February 2nd is the date set for Super Bowl XLVIII and the clash of the Denver Broncos and the Seattle Seahawks out at MetLife Stadium in New Jersey. The matchup should be one for the books as Mother Nature may have some surprises for game time with the Artic Vortex hovering around the Northeast lately. The game should be a good one, the commercial ads are always a special treat and if you enjoy music check out the Red Hot Chili Peppers and Bruno Mars at halftime.
However, it is that time of the year when friends begin to question your plans for the Super Bowl party that inevitably invades your man cave:
- What on the menu?
- What type of drinks at the bar?
- Should we bring anything?
- Are you buying that 70” Flat Screen?
- Does Seattle have a chance?
Maybe you’ve already started constructing your ‘Table Top Mock Stadium’ to hold the 10 lbs CostCo bag of nachos and the 2 gallon tub of guacamole dip. Or maybe you’ve gone and purchased that new garbage can lid that will hold the 15 lbs of boiled crawfish. Or maybe you’ve even gone out on a limb and are going to try and smoke 20 lbs of pork butt in this frigid Michigan temperature.
Whichever course of insanity you’ve chosen the best bit of advice anyone can give you is to be sure you are prepared!
So, here is your Super Bowl Survival List:
Football shaped foods
Buffalo Chicken Dip
And last but not least…
Bacon wrapped Everything
If one or any of these ideas don’t make it to your Super Bowl Party Table, you sir, are doing it WRONG! These are sure to please crowd favorites and easily made for the buffet spread.
But, to ensure the party is a complete success:
- Load up with the essentials and then worry about the fine tuning closer to the party. Nothing worse than making a huge pot of chili and forgetting to buy bowls!
- Use the game as you theme.
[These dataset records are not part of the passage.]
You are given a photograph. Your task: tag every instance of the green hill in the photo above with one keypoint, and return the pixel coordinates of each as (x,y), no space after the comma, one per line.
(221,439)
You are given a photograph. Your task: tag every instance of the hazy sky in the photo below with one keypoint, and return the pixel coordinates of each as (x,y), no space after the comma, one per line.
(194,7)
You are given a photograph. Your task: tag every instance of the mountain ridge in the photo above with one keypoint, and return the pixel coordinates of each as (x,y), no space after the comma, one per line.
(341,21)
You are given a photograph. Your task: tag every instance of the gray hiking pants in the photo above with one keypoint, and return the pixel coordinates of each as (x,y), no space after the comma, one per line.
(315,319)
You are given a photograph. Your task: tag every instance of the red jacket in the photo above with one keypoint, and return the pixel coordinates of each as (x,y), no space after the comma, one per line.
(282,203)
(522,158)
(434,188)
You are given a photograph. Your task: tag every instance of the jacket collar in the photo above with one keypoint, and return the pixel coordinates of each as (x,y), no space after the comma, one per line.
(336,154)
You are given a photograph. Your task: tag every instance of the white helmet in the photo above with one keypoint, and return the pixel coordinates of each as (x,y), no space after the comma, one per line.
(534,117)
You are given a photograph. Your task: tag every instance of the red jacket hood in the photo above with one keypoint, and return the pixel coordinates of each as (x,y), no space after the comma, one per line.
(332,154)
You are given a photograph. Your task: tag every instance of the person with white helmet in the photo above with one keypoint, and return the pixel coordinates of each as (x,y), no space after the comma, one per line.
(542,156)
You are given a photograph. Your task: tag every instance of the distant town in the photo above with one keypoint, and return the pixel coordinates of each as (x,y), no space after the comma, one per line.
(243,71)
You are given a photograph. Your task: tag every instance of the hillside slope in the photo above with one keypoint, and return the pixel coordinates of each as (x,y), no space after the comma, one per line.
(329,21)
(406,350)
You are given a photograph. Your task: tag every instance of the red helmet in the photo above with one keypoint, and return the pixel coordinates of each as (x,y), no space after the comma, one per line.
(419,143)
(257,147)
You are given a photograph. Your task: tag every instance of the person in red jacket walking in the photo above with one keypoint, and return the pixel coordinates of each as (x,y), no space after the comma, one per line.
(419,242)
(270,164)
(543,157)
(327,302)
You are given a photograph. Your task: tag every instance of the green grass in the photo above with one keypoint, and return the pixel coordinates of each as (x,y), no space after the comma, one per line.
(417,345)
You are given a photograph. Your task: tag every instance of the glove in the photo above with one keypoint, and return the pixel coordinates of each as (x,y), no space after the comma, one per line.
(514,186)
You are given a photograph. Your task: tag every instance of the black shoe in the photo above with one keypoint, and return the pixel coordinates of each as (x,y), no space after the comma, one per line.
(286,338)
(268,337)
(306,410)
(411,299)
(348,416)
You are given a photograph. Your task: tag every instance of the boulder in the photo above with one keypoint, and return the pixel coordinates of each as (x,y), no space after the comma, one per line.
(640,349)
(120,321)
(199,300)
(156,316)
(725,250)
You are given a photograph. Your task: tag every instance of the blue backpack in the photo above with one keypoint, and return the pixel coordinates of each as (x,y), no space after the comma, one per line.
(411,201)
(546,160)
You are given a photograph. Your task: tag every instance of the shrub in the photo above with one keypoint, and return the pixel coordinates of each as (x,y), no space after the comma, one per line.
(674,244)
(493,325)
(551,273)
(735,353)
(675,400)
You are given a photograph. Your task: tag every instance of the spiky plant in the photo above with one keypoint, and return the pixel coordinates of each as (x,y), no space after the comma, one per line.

Footballs, goal posts, NFL Team Logos, helmets and maybe even go buy a chalk board for your gambling squares!
- Load up the MP3 player, make a cassette tape, or even go and open Pandora to Rock Anthems! You need music in the background to tame the wild beasts tromping through your house for those 4 wonderful hours.
- And be sure there is plenty of ice and cups for the keg or mixed drinks and don’t forget the cups!
Most importantly, have a cab company number near the door or ensure a designated driver gets your friends home safe.
Smoke ‘em if you got ‘em and don’t forget your bib.